Wrong Pod name in `argo get` command result from CLI #9906

xubofei1983 · 2022-10-25T18:36:00Z

Pre-requisites

I have double-checked my configuration
I can confirm the issues exists when I tested with :latest
I'd like to contribute the fix myself (see contributing guide)

What happened/what you expected to happen?

Run an example workflow https://github.com/argoproj/argo-workflows/blob/master/examples/retry-on-error.yaml

The Pod name in the result of argo get are wrong.

argo get retry-on-error-v2pk2 -n workflow
Name: retry-on-error-v2pk2
...

STEP TEMPLATE PODNAME DURATION MESSAGE
✖ retry-on-error-v2pk2 error-container No more retries left
├─⚠ retry-on-error-v2pk2(0) error-container retry-on-error-v2pk2-error-container-2869263017 26s Error (exit code 1): failed to put file: 404 Not Found
├─✖ retry-on-error-v2pk2(1) error-container retry-on-error-v2pk2-error-container-2427568992 4s Error (exit code 3)
└─✖ retry-on-error-v2pk2(2) error-container retry-on-error-v2pk2-error-container-816476283 4s Error (exit code 4)

kubectl get pods -n workflow
NAME READY STATUS RESTARTS AGE
retry-on-error-v2pk2-error-container-1195955417 0/2 Completed 0 6m17s
retry-on-error-v2pk2-error-container-1800096796 0/2 Error 0 5m41s
retry-on-error-v2pk2-error-container-3410203767 0/2 Error 0 5m31s

The UI works good
NAME
retry-on-error-v2pk2(0)
ID
retry-on-error-v2pk2-1195955417
POD NAME
retry-on-error-v2pk2-error-container-1195955417

Version

v3.4.1

Paste a small workflow that reproduces the issue.

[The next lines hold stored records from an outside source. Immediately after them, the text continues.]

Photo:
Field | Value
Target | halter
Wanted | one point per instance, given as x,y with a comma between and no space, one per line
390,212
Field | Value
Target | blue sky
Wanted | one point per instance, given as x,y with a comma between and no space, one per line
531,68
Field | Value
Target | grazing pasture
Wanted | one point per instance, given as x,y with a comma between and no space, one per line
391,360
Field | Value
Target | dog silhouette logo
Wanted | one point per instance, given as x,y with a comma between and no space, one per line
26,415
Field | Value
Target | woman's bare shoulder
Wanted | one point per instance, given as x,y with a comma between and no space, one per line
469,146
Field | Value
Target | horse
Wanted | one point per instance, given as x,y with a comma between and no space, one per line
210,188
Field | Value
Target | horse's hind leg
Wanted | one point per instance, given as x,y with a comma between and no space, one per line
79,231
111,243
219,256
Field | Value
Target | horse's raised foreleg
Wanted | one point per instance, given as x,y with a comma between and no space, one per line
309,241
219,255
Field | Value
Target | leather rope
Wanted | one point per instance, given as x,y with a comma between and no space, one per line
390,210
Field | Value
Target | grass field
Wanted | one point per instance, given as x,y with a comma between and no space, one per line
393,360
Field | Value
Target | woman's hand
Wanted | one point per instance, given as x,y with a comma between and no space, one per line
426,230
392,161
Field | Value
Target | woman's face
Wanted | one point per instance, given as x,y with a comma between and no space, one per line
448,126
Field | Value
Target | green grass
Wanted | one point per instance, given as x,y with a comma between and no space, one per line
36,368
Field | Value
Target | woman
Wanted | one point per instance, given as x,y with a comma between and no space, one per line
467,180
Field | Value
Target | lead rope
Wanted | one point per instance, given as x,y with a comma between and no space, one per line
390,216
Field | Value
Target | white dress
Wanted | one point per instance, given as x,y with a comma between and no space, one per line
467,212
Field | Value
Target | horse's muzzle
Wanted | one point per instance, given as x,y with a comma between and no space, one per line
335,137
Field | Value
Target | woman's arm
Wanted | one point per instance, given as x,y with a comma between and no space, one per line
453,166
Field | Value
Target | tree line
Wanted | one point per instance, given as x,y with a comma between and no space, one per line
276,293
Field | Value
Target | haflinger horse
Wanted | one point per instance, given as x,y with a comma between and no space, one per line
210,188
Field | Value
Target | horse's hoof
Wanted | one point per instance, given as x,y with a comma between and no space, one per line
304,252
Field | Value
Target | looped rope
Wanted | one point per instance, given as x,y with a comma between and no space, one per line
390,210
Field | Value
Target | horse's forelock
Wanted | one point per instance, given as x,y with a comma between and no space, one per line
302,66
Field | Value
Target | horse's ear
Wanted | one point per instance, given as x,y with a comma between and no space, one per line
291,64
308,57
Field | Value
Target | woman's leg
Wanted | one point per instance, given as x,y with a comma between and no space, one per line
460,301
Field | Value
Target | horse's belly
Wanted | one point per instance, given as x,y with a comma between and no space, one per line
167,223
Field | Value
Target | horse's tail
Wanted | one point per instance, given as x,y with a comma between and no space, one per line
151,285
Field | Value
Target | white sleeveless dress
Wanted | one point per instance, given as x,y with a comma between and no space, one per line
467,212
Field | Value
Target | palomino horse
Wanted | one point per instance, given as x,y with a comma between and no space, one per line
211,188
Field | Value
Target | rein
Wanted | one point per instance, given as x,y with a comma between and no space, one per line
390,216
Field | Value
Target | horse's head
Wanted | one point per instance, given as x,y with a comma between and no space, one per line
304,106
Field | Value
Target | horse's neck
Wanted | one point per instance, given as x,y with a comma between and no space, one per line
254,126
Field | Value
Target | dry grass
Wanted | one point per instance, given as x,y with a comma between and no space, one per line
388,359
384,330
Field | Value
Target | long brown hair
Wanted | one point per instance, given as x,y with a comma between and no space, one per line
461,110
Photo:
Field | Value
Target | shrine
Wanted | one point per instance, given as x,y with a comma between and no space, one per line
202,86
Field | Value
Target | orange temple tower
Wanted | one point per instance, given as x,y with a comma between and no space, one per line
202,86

We must be able to run the workflow; don't enter a workflows that uses private images.

apiVersion: argoproj.io/v1alpha1
kind: Workflow
metadata:
  generateName: retry-on-error-
spec:
  entrypoint: error-container
  templates:
  - name: error-container
    retryStrategy:
      limit: "2"
      retryPolicy: "Always"   # Retry on errors AND failures. Also available: "OnFailure" (default), "OnError", and "OnTransientError" (retry only on transient errors such as i/o or TLS handshake timeout. Available after v3.0.0-rc2)
    container:
      image: python
      command: ["python", "-c"]
      # fail with a 80% probability
      args: ["import random; import sys; exit_code = random.choice(range(0, 5)); sys.exit(exit_code)"]

Logs from the workflow controller

Not related

Logs from in your workflow's wait container

Not related

The text was updated successfully, but these errors were encountered:

814HiManny · 2022-10-31T04:19:39Z

I am having the same issue here. The pod names when performing argo get don't correspond to actual pod names used in the cluster.

sarabala1979 · 2022-10-31T17:44:50Z

@JPZ13 @rohankmr414 Can you take a look?

ognjen-it · 2022-11-03T14:13:03Z

I am having the same issue here 👍🏻

JPZ13 · 2022-11-03T14:24:03Z

I'm OOO this week @sarabala1979. How's your capacity @rohankmr414 or @isubasinghe?

mweibel · 2022-11-04T12:10:22Z

I have the same issue here. This is happening since version 3.4.0 (I unfortunately only upgraded this week and to 3.4.3 directly but traced it back to 3.4.0).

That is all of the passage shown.